Premier producteur mondial de cobalt et deuxième producteur mondial de cuivre, la RDC est au cœur de la transition énergétique et du passage aux véhicules électriques. Mais les retombées pour les populations locales de cette course aux énergies vertes sont encore largement négatives.
En RDC, la production de cobalt et de cuivre nuit à la santé des populations, en raison des rejets toxiques dans l’air et les cours d’eau. C’est l’un des résultats d’une enquête de 19 mois menée dans 25 villes et villages à proximité de cinq des plus grandes mines de cobalt et de cuivre du monde et publiée le 27 mars 2024, dans un rapport intitulé « Beneath the Green : Un regard critique sur le coût de l’extraction industrielle du cobalt en RDC ».
Commanditée par l’organisme britannique RAID et l’observatoire congolais African Resources Watch, l’étude a été menée avec des scientifiques du département de toxicologie et d’environnement de l’université de Lubumbashi. Ils ont analysé des échantillons de plusieurs cours d’eau à proximité des mines, révélant notamment que les rivières Katapula et Kalenge sont « hyperacides », alors que les rivières Dipeta et Dilala sont « très acides ». Ces quatre cours d’eau sont donc toxiques pour la santé humaine et animale, notamment celle des poissons.
Sur un échantillon de 144 habitants interrogés, la quasi-totalité (99 %) déplore une baisse des rendements agricoles et de la taille des exploitations agricoles en raison de la pollution, réduisant en conséquence les revenus de la population. 59 % d’entre eux ont également dû réduire leur alimentation à un repas par jour et retiré leurs enfants de l’école par manque d’argent. Ils sont enfin 75 % à déclarer ne plus disposer de moyens suffisants pour accéder aux soins de santé ou acheter des médicaments. Les personnes interrogées lient cette dégradation de leurs conditions de vie au boom de l’exploitation du cobalt.

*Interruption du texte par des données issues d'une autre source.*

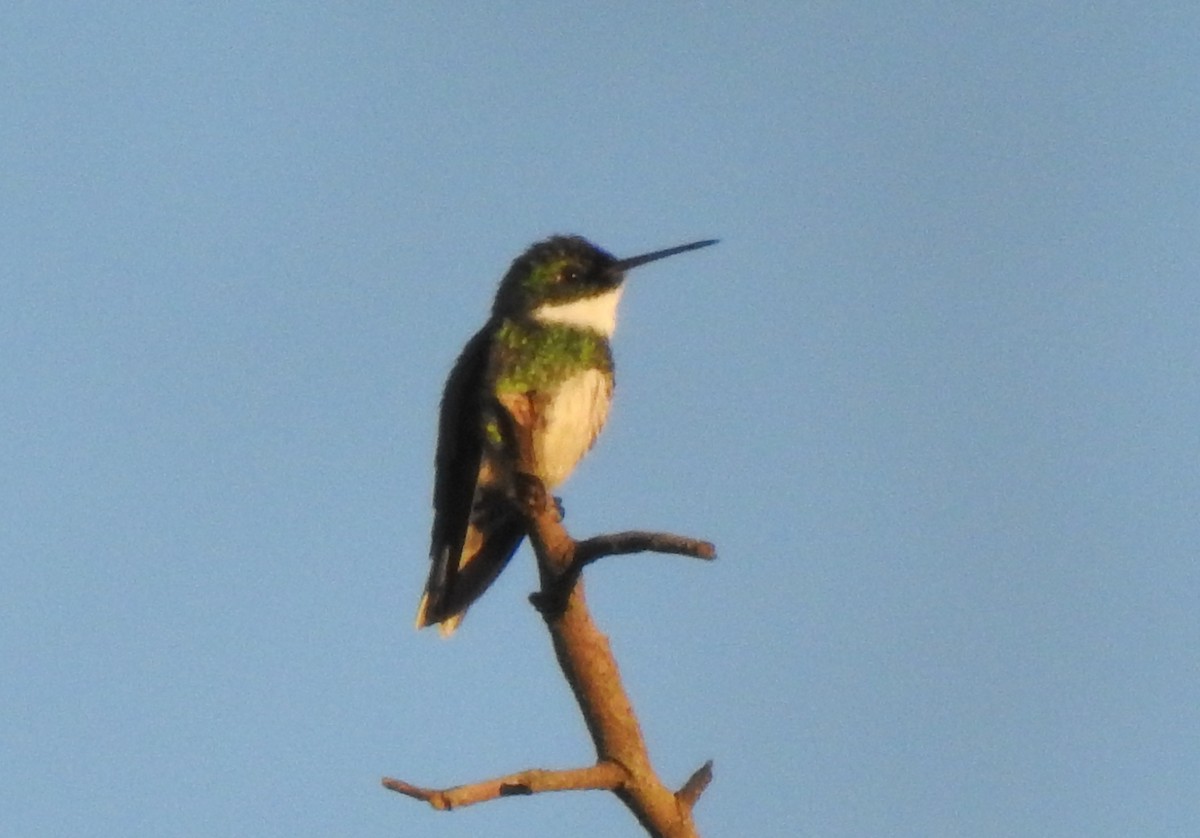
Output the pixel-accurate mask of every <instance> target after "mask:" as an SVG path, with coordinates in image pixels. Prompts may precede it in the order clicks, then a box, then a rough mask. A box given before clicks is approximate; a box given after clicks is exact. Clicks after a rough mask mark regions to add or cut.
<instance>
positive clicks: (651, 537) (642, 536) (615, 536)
mask: <svg viewBox="0 0 1200 838" xmlns="http://www.w3.org/2000/svg"><path fill="white" fill-rule="evenodd" d="M635 552H661V553H673V555H676V556H691V557H692V558H703V559H706V561H712V559H714V558H716V547H715V546H714V545H713V543H712V541H701V540H700V539H697V538H688V537H685V535H672V534H671V533H652V532H644V531H641V529H630V531H628V532H623V533H611V534H607V535H593V537H592V538H587V539H583V540H582V541H578V543H577V544H576V545H575V557H574V558H575V563H576V564H590V563H592V562H594V561H596V559H598V558H604V557H605V556H628V555H629V553H635Z"/></svg>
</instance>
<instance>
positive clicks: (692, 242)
mask: <svg viewBox="0 0 1200 838" xmlns="http://www.w3.org/2000/svg"><path fill="white" fill-rule="evenodd" d="M718 241H719V239H704V240H703V241H692V243H691V244H690V245H679V246H678V247H667V249H666V250H656V251H654V252H653V253H642V255H641V256H631V257H629V258H628V259H619V261H617V262H616V263H613V264H612V267H610V268H608V270H629V269H630V268H637V267H638V265H644V264H646V263H647V262H655V261H656V259H665V258H667V257H668V256H674V255H676V253H686V252H688V251H689V250H700V249H701V247H708V246H709V245H715V244H716V243H718Z"/></svg>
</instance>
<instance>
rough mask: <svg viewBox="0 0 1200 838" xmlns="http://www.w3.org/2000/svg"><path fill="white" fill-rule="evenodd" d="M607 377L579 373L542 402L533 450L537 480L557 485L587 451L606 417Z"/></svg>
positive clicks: (590, 371)
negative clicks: (543, 417) (538, 474)
mask: <svg viewBox="0 0 1200 838" xmlns="http://www.w3.org/2000/svg"><path fill="white" fill-rule="evenodd" d="M611 397H612V384H611V382H610V379H608V378H607V377H606V376H605V375H604V373H601V372H599V371H596V370H588V371H586V372H580V373H577V375H576V376H572V377H571V378H569V379H568V381H565V382H564V383H563V384H562V387H559V388H558V389H557V390H556V393H554V395H553V397H552V399H551V400H550V403H548V405H546V408H545V414H544V418H542V421H541V427H540V432H535V433H534V449H535V454H536V457H538V469H539V471H540V472H541V475H540V477H541V479H542V480H544V481H545V483H546V484H547V485H548V486H557V485H558V484H559V483H562V481H563V480H565V479H566V477H568V475H569V474H570V473H571V471H572V469H574V468H575V466H576V463H577V462H578V461H580V460H581V459H582V457H583V455H584V454H587V453H588V449H589V448H592V443H593V442H594V441H595V438H596V435H599V433H600V429H601V427H604V423H605V420H606V419H607V418H608V403H610V401H611Z"/></svg>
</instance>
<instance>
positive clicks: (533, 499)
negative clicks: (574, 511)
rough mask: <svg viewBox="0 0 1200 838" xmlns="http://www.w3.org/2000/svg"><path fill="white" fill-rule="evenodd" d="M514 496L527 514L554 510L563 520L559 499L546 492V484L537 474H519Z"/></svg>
mask: <svg viewBox="0 0 1200 838" xmlns="http://www.w3.org/2000/svg"><path fill="white" fill-rule="evenodd" d="M512 489H514V495H515V496H516V502H517V503H518V504H521V505H522V507H523V508H524V510H526V513H527V514H529V515H532V516H538V515H541V514H544V513H545V511H546V510H547V509H553V510H554V514H556V515H557V516H558V520H559V521H562V520H563V513H562V507H560V505H559V503H558V498H554V497H551V496H550V493H548V492H547V491H546V484H544V483H542V481H541V478H539V477H538V475H535V474H529V473H528V472H517V473H516V479H515V480H514V487H512Z"/></svg>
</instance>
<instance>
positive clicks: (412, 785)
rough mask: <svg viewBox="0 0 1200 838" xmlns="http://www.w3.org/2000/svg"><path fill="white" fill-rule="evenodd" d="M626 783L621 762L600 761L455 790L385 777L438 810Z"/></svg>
mask: <svg viewBox="0 0 1200 838" xmlns="http://www.w3.org/2000/svg"><path fill="white" fill-rule="evenodd" d="M624 782H625V771H624V770H623V768H622V767H620V766H619V765H617V764H616V762H598V764H596V765H590V766H588V767H586V768H529V770H528V771H518V772H517V773H515V774H506V776H504V777H496V778H493V779H488V780H482V782H480V783H470V784H469V785H456V786H454V788H451V789H425V788H422V786H419V785H413V784H412V783H406V782H404V780H398V779H394V778H391V777H385V778H384V779H383V785H384V788H386V789H391V790H392V791H398V792H400V794H402V795H406V796H408V797H412V798H414V800H419V801H425V802H426V803H428V804H430V806H432V807H433V808H434V809H438V810H442V812H444V810H449V809H456V808H460V807H463V806H472V804H473V803H484V802H486V801H490V800H497V798H499V797H510V796H515V795H536V794H539V792H542V791H582V790H592V789H600V790H604V791H614V790H616V789H618V788H620V785H622V783H624Z"/></svg>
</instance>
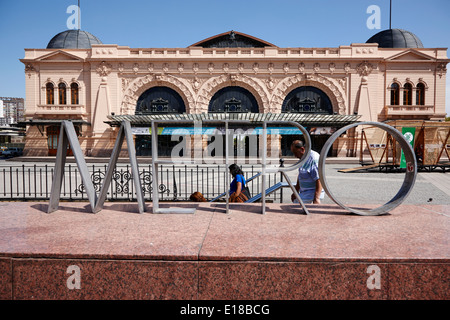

Il faut dire que la part de la RDC dans l’exploitation mondiale n’a cessé de progresser ces dernières années, de même que les exportations congolaises, qui ont atteint un pic à 140 000 tonnes en 2023, selon les statistiques officielles. Cette croissance s’explique par l’augmentation de la demande mondiale de cobalt, en raison de l’utilisation du métal dans l’industrie des véhicules électriques.
« Le monde a besoin du cobalt congolais pour atteindre les objectifs [net zéro], mais la transition énergétique ne profite pas aux centaines de milliers de Congolais qui vivent à l’ombre des grandes mines industrielles de cobalt. Ils ne conduisent pas de véhicules électriques et ne bénéficient pas d’un environnement sain », dénonce Emmanuel Umpula, directeur exécutif d’African Resources Watch.
Engagement insuffisant des compagnies minières
Les accusations de pollution environnementale visant les mines de cuivre et de cobalt en RDC ne sont pas récentes. Plusieurs études et rapports ont à de nombreuses reprises mis en cause la responsabilité des compagnies minières dans la persistance du problème. Ces dernières assurent malgré tout respecter les normes environnementales en vigueur en RDC et estiment notamment que les anciennes mines et l’exploitation minière artisanale sont en grande partie responsables de la situation.
Dans ces conditions, il revient aux autorités de mieux situer les responsabilités afin de pouvoir sanctionner ensuite les pollueurs. Dans un rapport paru en 2013, l’organisation belge IPIS alertait déjà sur la responsabilité de l’État en soulignant que les abus des entreprises se perpétuent en raison de la non-application de la loi par l’État congolais.
« L’État congolais ne parvient pas à assurer une protection adéquate du droit humain à l’eau de ses citoyens. Le manque d’application de la loi, la corruption structurelle, la capacité insuffisante des agents publics ou les problèmes fondamentaux du système judiciaire sont quelques-unes des causes qui conduisent à la situation négative du droit à l’eau », estime alors l’IPIS.